The high demand for exogenous asparagine by leukemic lymphoblasts (Haskell & Canellos, 1969; Prager & Bachynsky, 1968) is due to their low levels of the enzyme asparagine synthetase, which is responsible for endogenous asparagine synthesis (Kiriyama et al., 1989). Consequently the tumour cells can only obtain this amino acid from the blood stream, while healthy cells are not affected by asparaginase treatment because they possess sufficient asparagine synthetase to synthesize enough of it themselves.

This clinical use of an enzyme represents a truly remarkable approach for treatment of neoplastic, or indeed any, disease. The enzyme is also used commercially in the food industry since treatment of foods with L-asparaginase prior to cooking significantly reduces formation of the neurotoxin acryl­amide (Friedman, 2003).
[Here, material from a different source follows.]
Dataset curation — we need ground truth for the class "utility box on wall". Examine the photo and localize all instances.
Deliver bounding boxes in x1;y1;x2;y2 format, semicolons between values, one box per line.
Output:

The paper by Gilski et al. (2026) in the current issue of IUCrJ focuses on the stereoelectronic analysis of the catalytic mechanism of asparaginases based upon the hundreds of crystal structures of this enzyme from all three classes which are now available, although these were filtered down to a defined set of substrate or product complexes. The mechanism involves a β-acyl-enzyme, which is formed by a nucleophilic threonine residue attacking the amide carbon of the substrate asparagine. This is followed by the nucleophilic attack of the intermediate by a water molecule, which releases the product, L-aspartate (Verma et al., 2007). Even in the best-studied class I enzymes there is some ambiguity as to the nature of this nucleophilic group, since there are two conserved and suggestively positioned threonine side chains in the active site. Similar ambiguity exists for the other classes, where metal ions are also likely to be involved. The paper concludes that Thr12, rather than Thr89, in E. coli type II asparaginase is likely to be the nucleophilic group and extends this analysis to the other classes and types.

These mechanistic studies relied on creation of a specialized database of corroborated asparaginase structures (Wlodawer et al., 2024) and as such will assist greatly in fundamental studies of the enzyme. Indeed, who knows what the future may hold for further engineered forms of asparaginase with improved catalytic efficiency, stability and humanization.